The path to a finish appears to be clear again, but despite having less than 20 to go, I'm in no rush. It's quality that counts now: the days of trudging uphill with nothing to see are long gone. Besides, after the way life has gone in the last couple of years, I wouldn't be surprised if we get news of an imminent extinction level meteor strike.
The final stage of any round of mountains is usually a mix of exciting prospects and odds and ends, those orphan hills that didn't fit in to natural circuits or pairings or that had to be abandoned at the time, and mine is no different.
I have trips to Knoydart and Skye, the traverse of Liathach, a big circuit in the Fannaichs and a couple of solo days in Affric and Kintail. I also have Ben Klibreck, but my decision to leave this lone northern mountain until near the end was deliberate as I hope to do a more forensic circuit of all its summits with a return along the lonely glen on the eastern side. And then there's Sgurr Mor, that huge, lone mountain deep in the wilds between Loch Cuaich and Loch Arkaig, a hill that seems the epitome of Munro solitude.
It's not the most remote: Seana Bhraigh, A' Mhaighdean or Ben Alder could lay claim to that title, but they are a bit more sociable, usually climbed along with some or all of their Munro neighbours. It's far more awkward to include Sgurr Mor with its equals. It's not impossible – a multi-day journey into the heart of Knoydart via the Arkaig peaks is a classic endeavour – but this is a mountain better served by combining the ascent with its Corbett neighbours.

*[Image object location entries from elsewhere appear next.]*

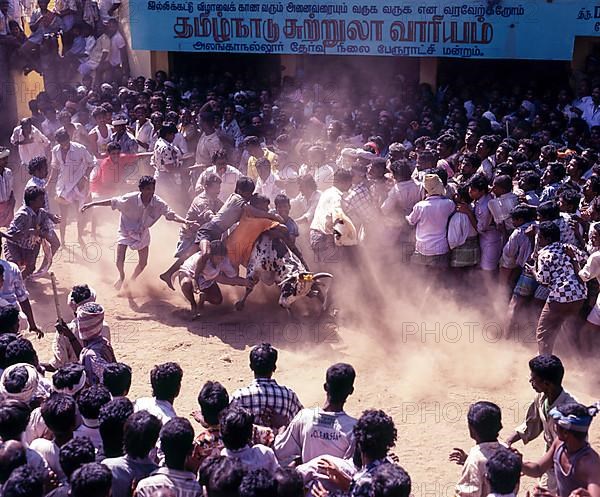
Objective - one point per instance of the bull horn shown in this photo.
(291, 277)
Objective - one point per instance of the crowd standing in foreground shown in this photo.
(79, 434)
(492, 182)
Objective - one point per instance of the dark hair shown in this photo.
(339, 381)
(375, 433)
(485, 418)
(472, 159)
(236, 427)
(221, 476)
(281, 199)
(557, 169)
(20, 350)
(244, 184)
(548, 368)
(91, 480)
(595, 184)
(525, 212)
(548, 210)
(401, 170)
(479, 182)
(289, 483)
(67, 376)
(141, 433)
(549, 231)
(307, 181)
(258, 483)
(550, 151)
(9, 315)
(250, 141)
(36, 164)
(262, 162)
(117, 378)
(504, 181)
(16, 379)
(79, 293)
(32, 193)
(24, 482)
(166, 380)
(59, 413)
(61, 136)
(211, 179)
(213, 400)
(531, 180)
(263, 359)
(176, 441)
(390, 480)
(75, 453)
(91, 401)
(569, 197)
(112, 420)
(503, 471)
(12, 456)
(14, 418)
(113, 147)
(578, 410)
(342, 176)
(218, 247)
(146, 181)
(5, 339)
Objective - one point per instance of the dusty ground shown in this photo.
(440, 356)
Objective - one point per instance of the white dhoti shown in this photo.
(134, 239)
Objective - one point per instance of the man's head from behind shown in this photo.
(117, 378)
(176, 441)
(140, 434)
(236, 427)
(91, 480)
(14, 418)
(112, 420)
(263, 360)
(339, 382)
(25, 482)
(503, 470)
(166, 381)
(12, 455)
(485, 421)
(546, 373)
(75, 453)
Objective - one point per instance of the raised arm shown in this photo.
(97, 203)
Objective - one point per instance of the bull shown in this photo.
(272, 262)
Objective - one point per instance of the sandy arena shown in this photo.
(440, 357)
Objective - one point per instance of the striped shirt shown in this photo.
(266, 399)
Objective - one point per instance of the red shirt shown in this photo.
(110, 176)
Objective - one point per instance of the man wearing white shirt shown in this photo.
(267, 182)
(71, 165)
(228, 175)
(591, 108)
(321, 229)
(166, 384)
(305, 204)
(30, 140)
(430, 216)
(316, 165)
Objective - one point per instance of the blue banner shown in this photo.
(492, 29)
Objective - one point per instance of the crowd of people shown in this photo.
(79, 434)
(486, 188)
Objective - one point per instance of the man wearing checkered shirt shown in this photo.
(273, 405)
(557, 267)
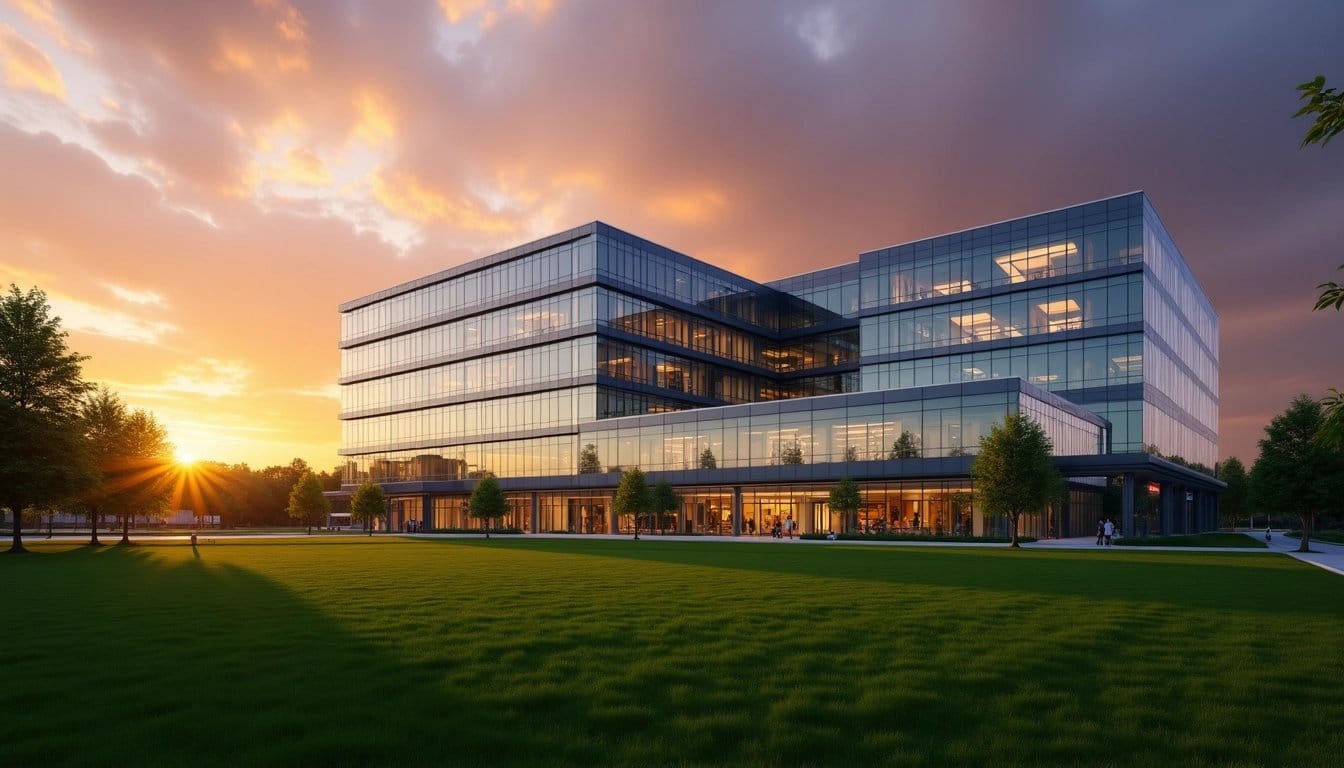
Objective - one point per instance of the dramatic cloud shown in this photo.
(231, 171)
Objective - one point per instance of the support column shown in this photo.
(1168, 502)
(737, 510)
(1126, 501)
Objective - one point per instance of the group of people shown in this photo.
(1105, 531)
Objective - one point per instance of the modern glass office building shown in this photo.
(561, 362)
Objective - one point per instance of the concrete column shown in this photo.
(737, 510)
(1168, 503)
(1126, 517)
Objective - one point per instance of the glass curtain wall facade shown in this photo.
(594, 350)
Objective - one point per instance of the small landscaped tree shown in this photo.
(43, 457)
(960, 503)
(905, 447)
(707, 460)
(307, 502)
(367, 505)
(846, 499)
(664, 499)
(488, 502)
(589, 460)
(1014, 472)
(633, 496)
(1296, 472)
(1231, 503)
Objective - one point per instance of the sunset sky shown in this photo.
(196, 186)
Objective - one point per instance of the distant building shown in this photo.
(557, 363)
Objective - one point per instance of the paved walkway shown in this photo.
(1328, 556)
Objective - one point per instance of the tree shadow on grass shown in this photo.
(1231, 581)
(170, 655)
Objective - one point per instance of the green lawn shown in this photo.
(600, 653)
(1216, 540)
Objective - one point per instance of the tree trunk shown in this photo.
(16, 548)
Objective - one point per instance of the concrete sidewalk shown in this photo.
(1328, 556)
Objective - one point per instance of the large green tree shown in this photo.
(488, 502)
(43, 457)
(1233, 503)
(1014, 472)
(133, 460)
(1294, 471)
(846, 499)
(307, 502)
(1327, 105)
(367, 505)
(633, 496)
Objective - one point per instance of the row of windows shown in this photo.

It is the one mountain that has consistently been left to the latter stages of my Munro rounds and I suspect that's also the case for many other walkers. You don't hear of many tackling this at the start of a round.
There's the dreaded road in along Loch Arkaig for a start, a potholed rollercoaster that never seems to end. Those who do venture in for the first time tend to have their eyes on the threesome of Sgurr nan Coireachan, Garbh Choich Mhor and Sgurr na Ciche rather than the one tick for about the same effort. The enthusiasm for a swift return journey on that road may be found lacking.

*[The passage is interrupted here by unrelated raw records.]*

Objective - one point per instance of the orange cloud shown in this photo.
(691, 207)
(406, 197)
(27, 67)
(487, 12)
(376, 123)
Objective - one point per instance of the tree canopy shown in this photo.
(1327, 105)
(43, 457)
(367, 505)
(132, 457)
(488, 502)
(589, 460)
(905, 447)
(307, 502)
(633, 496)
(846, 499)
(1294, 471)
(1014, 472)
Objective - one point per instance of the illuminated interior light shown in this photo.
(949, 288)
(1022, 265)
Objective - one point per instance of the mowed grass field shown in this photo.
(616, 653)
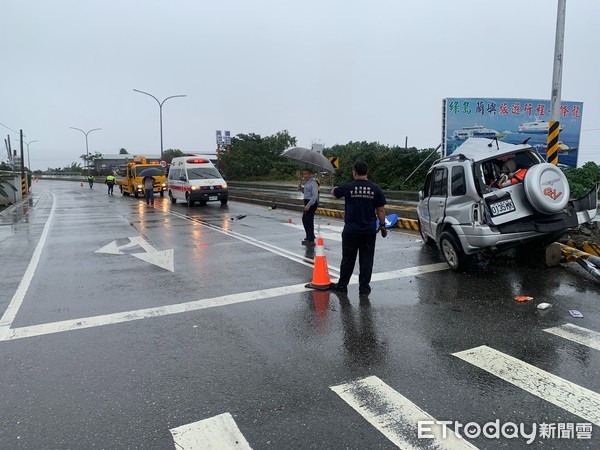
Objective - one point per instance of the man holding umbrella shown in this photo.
(311, 203)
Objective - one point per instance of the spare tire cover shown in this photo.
(546, 188)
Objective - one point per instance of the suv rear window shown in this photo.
(440, 182)
(458, 181)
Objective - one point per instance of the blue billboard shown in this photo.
(511, 120)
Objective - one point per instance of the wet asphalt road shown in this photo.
(95, 355)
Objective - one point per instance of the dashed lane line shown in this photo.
(395, 416)
(569, 396)
(218, 432)
(149, 313)
(577, 334)
(15, 304)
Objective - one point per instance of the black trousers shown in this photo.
(362, 245)
(308, 221)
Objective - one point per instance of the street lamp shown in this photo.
(160, 108)
(87, 152)
(27, 144)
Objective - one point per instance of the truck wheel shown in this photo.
(452, 251)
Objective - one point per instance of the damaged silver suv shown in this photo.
(491, 195)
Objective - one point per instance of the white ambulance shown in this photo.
(195, 179)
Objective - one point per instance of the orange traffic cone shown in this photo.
(321, 280)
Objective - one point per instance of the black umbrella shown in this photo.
(151, 171)
(309, 157)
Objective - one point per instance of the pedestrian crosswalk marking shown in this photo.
(394, 415)
(577, 334)
(218, 432)
(558, 391)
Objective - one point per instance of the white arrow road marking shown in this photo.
(112, 249)
(160, 258)
(152, 313)
(218, 432)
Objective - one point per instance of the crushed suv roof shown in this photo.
(479, 149)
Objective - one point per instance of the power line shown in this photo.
(8, 128)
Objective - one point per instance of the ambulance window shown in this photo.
(203, 173)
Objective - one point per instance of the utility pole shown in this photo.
(24, 187)
(554, 126)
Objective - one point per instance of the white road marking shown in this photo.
(15, 304)
(577, 334)
(218, 432)
(159, 311)
(558, 391)
(309, 262)
(335, 236)
(394, 415)
(163, 259)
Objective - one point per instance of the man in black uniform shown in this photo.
(365, 203)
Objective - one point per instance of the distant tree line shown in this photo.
(252, 157)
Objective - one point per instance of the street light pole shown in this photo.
(27, 144)
(160, 111)
(87, 151)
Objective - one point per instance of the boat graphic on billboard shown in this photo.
(511, 120)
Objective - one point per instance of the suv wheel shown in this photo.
(452, 251)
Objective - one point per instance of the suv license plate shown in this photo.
(502, 207)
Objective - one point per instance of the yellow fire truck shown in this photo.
(135, 171)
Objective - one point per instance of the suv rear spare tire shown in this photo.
(546, 188)
(452, 251)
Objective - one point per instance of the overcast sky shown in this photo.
(327, 71)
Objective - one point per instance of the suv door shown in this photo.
(436, 203)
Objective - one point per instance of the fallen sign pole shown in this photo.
(589, 263)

I have often looked at the route in from the Kinloch Hourn road, coming over Gairich and Sgurr an Fhurain and then back out along the River Kingie but it's a monster of a walk with big ups and downs and a laborious return over tough terrain.

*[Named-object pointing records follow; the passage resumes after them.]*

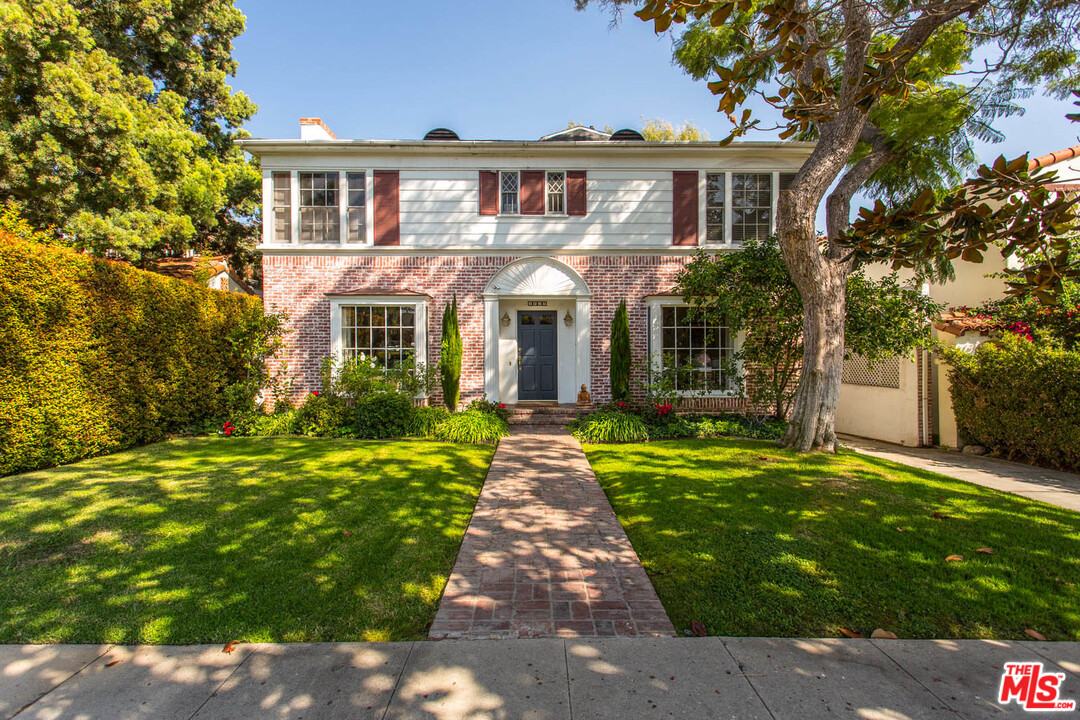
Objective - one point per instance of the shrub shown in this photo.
(484, 405)
(1020, 398)
(609, 428)
(323, 415)
(620, 357)
(96, 355)
(472, 426)
(423, 421)
(449, 358)
(382, 415)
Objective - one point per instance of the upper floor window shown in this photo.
(751, 206)
(356, 199)
(320, 215)
(714, 207)
(509, 192)
(556, 193)
(282, 207)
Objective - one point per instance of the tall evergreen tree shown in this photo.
(449, 358)
(117, 125)
(620, 358)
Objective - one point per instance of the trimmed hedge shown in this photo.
(1020, 398)
(96, 356)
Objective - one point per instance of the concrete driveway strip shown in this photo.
(28, 673)
(149, 681)
(620, 679)
(967, 674)
(800, 679)
(484, 679)
(329, 681)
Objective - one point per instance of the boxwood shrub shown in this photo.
(1020, 398)
(96, 355)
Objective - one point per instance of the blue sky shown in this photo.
(491, 69)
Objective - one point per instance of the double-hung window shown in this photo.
(555, 187)
(320, 215)
(751, 206)
(510, 185)
(699, 352)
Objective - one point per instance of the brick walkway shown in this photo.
(544, 554)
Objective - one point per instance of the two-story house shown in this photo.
(365, 242)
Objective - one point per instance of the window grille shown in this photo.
(858, 371)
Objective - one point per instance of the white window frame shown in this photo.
(545, 174)
(518, 174)
(656, 303)
(337, 302)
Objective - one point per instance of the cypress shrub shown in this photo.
(449, 360)
(96, 356)
(620, 354)
(1020, 398)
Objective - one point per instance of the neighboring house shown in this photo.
(907, 401)
(366, 241)
(212, 272)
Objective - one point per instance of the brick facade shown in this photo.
(298, 285)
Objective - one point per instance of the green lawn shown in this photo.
(755, 541)
(210, 540)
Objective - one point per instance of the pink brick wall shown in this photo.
(298, 285)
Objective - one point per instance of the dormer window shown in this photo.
(510, 187)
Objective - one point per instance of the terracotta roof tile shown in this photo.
(958, 322)
(1042, 161)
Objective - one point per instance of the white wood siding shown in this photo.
(440, 208)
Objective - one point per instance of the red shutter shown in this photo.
(576, 192)
(387, 204)
(488, 192)
(685, 207)
(532, 194)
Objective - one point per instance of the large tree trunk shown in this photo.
(821, 281)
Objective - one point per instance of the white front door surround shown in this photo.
(558, 287)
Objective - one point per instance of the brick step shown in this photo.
(543, 415)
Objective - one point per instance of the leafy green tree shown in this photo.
(117, 125)
(752, 293)
(874, 85)
(620, 358)
(660, 130)
(449, 358)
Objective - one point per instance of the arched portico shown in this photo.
(543, 285)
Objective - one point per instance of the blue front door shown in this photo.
(537, 355)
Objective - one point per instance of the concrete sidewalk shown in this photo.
(1049, 486)
(539, 679)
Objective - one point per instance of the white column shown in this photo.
(491, 348)
(584, 349)
(267, 207)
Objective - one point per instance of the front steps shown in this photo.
(543, 415)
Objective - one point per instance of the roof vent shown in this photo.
(576, 134)
(442, 134)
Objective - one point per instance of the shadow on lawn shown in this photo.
(752, 540)
(247, 539)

The favoured option for this fourth ascent is therefore a repeat of my second, climbing up to the summit of Sgurr Cos na Breachd-laoidh, then dropping down and over An Eag and Sgurr Beag to Sgurr Mor before continuing on to Sgurr an Fhuarain.
The two Corbetts add little to the overall ascent and length of the day – a mere in-and-out to Sgurr Mor means two re-ascents anyway – so it seems the most economical, and it gets you in the mood for carrying on with the Corbetts.
The following day you can add the handy pairing of Fraoch Bheinn and Sgurr Mhurlagain to give you a fine tally of one Munro and four Corbetts. And it also means an extra day to build up the courage for that drive back out.